Se estremeció cuando se abrió la portezuela de la limusina, dejando entrar una luz brillante sin filtrar. El coche se había parado.

Se había perdido, pero algo en la luz le indicó que estaba cerca del centro, encajada entre rascacielos. Estaba en una calle lateral atestada, justo al sur oeste del Mercado, parados delante de un edificio con un restaurante en la planta baja. Un toldo se extendía desde la puerta principal, atravesaba la acera y llegaba hasta el borde.
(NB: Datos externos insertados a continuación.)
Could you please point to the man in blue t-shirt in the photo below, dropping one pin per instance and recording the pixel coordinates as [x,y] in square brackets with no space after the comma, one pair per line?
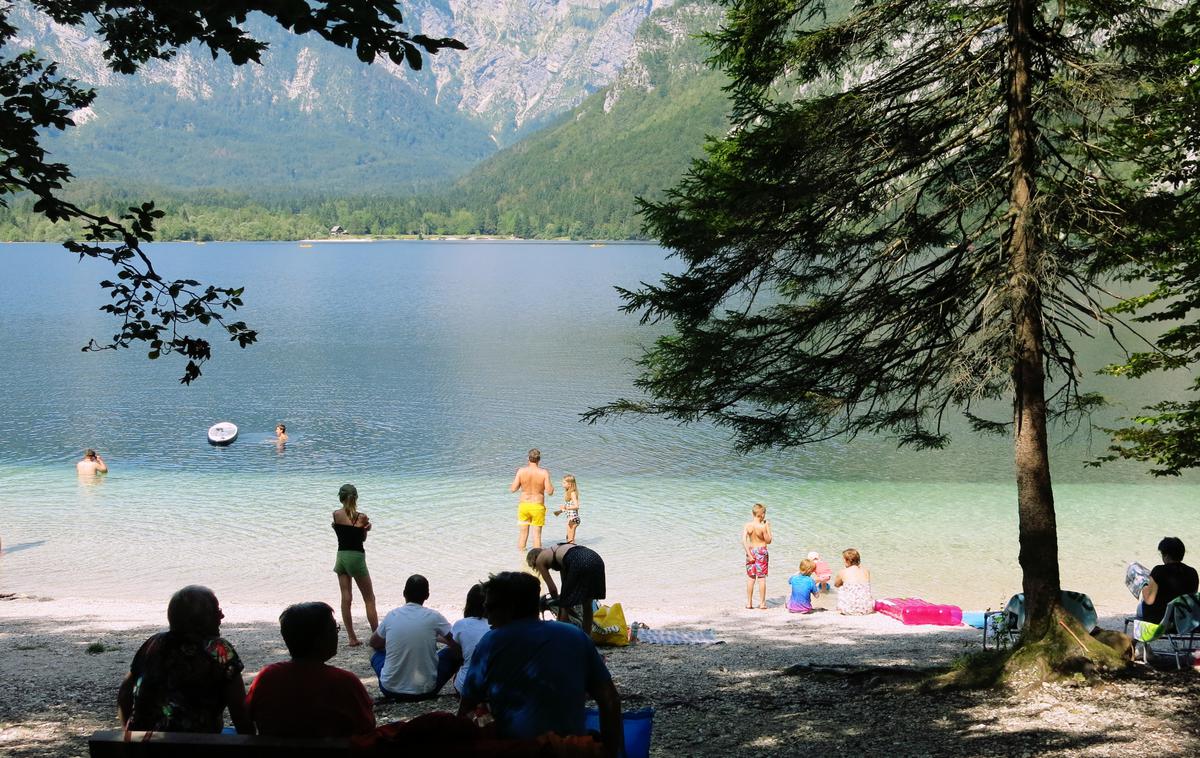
[535,675]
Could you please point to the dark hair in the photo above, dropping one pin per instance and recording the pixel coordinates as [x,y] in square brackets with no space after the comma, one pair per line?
[417,589]
[192,612]
[1171,547]
[301,626]
[515,590]
[474,607]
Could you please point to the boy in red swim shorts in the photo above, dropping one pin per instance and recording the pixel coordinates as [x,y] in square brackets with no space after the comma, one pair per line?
[755,539]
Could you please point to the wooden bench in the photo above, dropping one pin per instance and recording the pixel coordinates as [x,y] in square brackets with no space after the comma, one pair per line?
[112,744]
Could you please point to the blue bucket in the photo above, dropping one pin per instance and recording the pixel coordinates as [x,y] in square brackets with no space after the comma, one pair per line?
[636,726]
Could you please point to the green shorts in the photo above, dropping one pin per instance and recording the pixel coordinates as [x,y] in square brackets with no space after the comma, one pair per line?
[352,563]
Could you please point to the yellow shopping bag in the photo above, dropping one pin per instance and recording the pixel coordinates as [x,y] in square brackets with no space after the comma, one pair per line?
[609,626]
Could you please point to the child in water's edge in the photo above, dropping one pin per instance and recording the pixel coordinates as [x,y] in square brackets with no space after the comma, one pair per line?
[804,588]
[570,505]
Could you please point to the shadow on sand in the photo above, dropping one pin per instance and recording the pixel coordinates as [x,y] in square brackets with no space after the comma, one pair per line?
[729,699]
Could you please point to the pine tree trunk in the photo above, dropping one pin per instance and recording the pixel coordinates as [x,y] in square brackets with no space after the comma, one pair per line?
[1038,530]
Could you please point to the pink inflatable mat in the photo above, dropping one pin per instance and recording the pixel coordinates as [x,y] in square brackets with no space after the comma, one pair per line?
[916,611]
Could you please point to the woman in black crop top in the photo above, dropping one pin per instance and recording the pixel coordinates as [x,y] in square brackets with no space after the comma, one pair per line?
[352,527]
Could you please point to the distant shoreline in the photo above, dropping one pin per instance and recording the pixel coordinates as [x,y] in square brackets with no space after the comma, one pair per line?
[408,238]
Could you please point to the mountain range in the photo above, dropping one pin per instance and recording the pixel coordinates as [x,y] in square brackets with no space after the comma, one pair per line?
[555,118]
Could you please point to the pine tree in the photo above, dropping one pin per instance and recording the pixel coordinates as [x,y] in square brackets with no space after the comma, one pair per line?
[903,223]
[1161,136]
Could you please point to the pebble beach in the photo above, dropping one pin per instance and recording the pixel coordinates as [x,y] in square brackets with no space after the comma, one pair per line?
[778,684]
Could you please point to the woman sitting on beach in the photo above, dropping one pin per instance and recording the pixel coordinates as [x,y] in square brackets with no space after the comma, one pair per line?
[454,660]
[183,679]
[352,527]
[853,585]
[582,571]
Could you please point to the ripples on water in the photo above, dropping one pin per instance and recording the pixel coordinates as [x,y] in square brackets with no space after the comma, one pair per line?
[423,372]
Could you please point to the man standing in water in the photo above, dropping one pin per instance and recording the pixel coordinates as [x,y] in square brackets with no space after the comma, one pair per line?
[534,483]
[755,539]
[91,464]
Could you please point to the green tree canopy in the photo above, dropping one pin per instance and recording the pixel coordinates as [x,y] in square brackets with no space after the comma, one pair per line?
[904,222]
[1161,136]
[154,311]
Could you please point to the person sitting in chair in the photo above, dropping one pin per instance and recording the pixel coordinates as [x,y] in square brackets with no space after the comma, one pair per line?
[535,675]
[1168,581]
[184,679]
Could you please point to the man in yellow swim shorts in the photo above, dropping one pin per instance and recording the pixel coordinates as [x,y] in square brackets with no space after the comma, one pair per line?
[534,483]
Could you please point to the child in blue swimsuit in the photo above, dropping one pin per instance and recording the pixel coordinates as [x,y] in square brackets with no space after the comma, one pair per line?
[804,588]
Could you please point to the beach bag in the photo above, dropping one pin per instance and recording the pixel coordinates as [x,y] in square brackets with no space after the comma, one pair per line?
[609,626]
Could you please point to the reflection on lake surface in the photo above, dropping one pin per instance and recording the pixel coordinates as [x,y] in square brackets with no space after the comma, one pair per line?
[423,372]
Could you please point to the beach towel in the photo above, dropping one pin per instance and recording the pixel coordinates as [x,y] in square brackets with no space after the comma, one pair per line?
[671,637]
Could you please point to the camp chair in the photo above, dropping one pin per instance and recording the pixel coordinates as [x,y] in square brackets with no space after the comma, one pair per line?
[1075,603]
[1180,627]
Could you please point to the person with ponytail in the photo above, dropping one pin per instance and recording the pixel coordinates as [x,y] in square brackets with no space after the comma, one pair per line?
[352,527]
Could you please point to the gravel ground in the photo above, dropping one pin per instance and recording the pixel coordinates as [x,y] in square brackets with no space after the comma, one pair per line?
[771,689]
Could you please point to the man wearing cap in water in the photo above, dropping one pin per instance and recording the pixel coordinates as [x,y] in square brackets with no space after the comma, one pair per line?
[91,464]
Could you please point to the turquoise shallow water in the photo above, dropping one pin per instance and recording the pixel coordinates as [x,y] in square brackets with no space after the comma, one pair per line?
[423,372]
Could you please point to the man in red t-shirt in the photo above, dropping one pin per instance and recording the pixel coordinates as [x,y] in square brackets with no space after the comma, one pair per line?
[304,697]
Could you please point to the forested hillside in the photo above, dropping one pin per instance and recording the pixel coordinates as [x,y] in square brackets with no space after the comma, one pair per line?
[576,178]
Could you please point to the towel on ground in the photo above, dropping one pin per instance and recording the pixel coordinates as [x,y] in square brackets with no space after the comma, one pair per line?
[672,637]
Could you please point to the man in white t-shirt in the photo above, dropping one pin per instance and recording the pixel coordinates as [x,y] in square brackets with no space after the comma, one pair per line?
[406,644]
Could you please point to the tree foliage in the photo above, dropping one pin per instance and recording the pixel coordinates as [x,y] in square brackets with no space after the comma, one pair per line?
[151,310]
[905,222]
[1161,136]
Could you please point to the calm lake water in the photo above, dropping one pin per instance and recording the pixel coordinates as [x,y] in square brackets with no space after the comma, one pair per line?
[423,372]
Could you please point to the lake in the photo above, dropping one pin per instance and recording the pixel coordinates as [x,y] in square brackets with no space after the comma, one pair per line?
[423,371]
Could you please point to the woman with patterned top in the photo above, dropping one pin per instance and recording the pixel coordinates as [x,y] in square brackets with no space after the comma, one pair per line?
[184,679]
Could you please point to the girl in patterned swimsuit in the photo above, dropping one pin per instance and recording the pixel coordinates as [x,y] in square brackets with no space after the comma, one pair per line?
[571,505]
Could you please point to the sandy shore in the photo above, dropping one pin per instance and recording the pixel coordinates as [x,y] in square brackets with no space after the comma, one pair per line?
[742,697]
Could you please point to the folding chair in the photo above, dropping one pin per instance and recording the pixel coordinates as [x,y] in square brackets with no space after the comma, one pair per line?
[1180,627]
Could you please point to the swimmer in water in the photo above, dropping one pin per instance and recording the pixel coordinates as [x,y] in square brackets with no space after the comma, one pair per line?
[91,464]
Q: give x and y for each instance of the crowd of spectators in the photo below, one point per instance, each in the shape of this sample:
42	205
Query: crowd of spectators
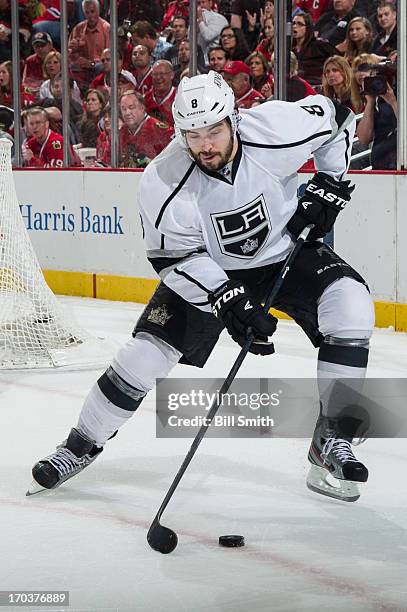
335	45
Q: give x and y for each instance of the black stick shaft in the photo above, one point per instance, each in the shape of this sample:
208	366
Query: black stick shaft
232	374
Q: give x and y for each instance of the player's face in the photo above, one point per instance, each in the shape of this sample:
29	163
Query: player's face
132	111
333	75
357	32
211	147
217	60
140	56
53	67
256	67
386	18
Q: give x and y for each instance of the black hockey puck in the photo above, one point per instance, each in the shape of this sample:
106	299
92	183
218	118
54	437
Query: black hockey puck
231	541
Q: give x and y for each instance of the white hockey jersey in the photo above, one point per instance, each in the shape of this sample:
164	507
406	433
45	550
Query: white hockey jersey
199	224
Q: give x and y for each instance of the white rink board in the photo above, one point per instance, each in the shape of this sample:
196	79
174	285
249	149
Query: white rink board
366	233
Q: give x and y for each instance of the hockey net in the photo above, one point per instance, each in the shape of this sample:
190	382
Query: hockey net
36	331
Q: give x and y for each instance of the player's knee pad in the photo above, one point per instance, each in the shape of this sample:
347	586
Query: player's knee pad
119	392
143	359
345	311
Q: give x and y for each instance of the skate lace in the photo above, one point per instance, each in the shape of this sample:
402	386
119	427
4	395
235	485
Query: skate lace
340	448
64	461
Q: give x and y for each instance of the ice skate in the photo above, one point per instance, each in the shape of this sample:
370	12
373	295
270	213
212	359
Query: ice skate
70	458
335	471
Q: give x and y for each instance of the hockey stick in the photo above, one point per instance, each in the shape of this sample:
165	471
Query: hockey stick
160	538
Un portero con uniforme le había abierto la puerta.

Metió una mano y la ayudó a salir, lo que resultaba un gesto elegante aunque superfluo. El era mayor, uno de esos porteros amables de pelo blanco, y mientras la ayudaba a llegar a la acera, le apretó la mano con un poco más de fuerza, hizo un gesto con la cabeza y la miró casi como si la adorase.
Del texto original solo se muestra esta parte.